At the same time as HSCT, three children with potentially fatal diseases, such as hypophosphatasia, Hunter’s disease and vasculitis, had bone fragments implanted intraperitoneally and into bone . Donor osteoblast-like cells were also infused intravenously after transplant. Chimerism analysis of bone biopsies showed 25–60% donor stromal cell engraftment. This study shows that by bone implantation, donor stromal cells engraft.

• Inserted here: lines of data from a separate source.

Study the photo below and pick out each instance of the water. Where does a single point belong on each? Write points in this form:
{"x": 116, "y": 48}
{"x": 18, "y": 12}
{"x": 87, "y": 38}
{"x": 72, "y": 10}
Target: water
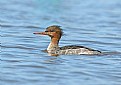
{"x": 92, "y": 23}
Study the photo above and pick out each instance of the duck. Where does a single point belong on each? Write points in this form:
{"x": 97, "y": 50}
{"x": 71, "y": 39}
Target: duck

We transplanted haploidentical MSCs to a patient with severe treatment-resistant grade IV acute GVHD of the gut and liver . The aim was to use the tissue repair effect shown in vivo in animal models, and the immunomodulatory effects seen in vitro on human lymphocytes. The clinical response was striking with normalization of stool and bilirubin on two occasions, with voluminous haemorrhagic diarrhoea and highly elevated bilirubin being the most pronounced signs of GVHD in this patient. Subsequently, we summarized our experience of treating eight patients with steroid-refractory grades III–IV acute GVHD and one patient with extensive chronic GVHD . Acute GVHD disappeared completely in six of eight patients and the survival curve was better than that of 16 patients with steroid-resistant biopsy-proven gastrointestinal GVHD, not treated with MSCs (P = 0.03). These studies have been extended and in Europe, 55 patients have been treated for steroid-resistant acute GVHD with an overall response rate of 69% . Nonresponders have died of progressive GVHD and several responders have died from infections with an overall survival of 23 of 55 (42%) from 2 months to 5 years. Although the experience is limited, MSCs seems a promising treatment for severe steroid-resistant acute GVHD.

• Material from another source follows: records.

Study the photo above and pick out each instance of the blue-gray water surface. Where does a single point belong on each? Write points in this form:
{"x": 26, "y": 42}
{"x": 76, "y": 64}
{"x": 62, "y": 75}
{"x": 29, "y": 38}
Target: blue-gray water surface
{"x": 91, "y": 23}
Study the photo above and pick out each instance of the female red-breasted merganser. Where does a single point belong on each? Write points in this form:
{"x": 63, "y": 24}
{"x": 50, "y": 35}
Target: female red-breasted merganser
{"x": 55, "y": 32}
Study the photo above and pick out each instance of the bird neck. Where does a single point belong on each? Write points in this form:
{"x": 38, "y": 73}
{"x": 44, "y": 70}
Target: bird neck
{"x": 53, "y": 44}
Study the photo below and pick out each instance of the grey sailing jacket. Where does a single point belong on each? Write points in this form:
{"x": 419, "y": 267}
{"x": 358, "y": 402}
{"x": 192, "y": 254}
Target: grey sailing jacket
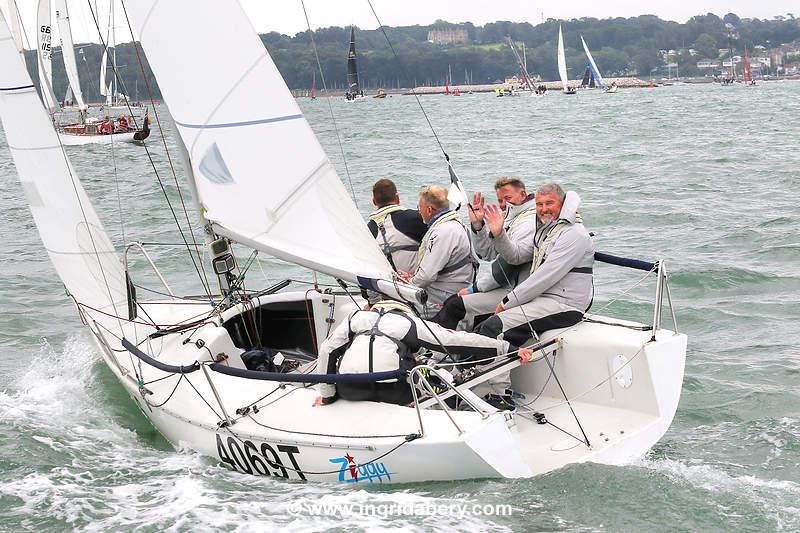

Ten patients undergoing HSCT were treated with MSCs due to tissue toxicity . In five patients, severe haemorrhagic cystitis cleared after MSC infusion. Gross haematuria disappeared after a median of 3 (1–14) days. Two patients with grade 5 haemorrhagic cystitis had reduced transfusion requirements after MSC infusions, but both died of multi-organ failure. MSC donor DNA was demonstrated in the urinary bladder in one of them. Two patients were treated for pneumomediastinum, which disappeared after MSC infusion. A patient with steroid-resistant GVHD of the gut experienced perforated diverticulitis and peritonitis that was dramatically reversed twice after infusion of MSCs. These preliminary data suggest that MSCs may also play a role in repairing severe tissue toxicity.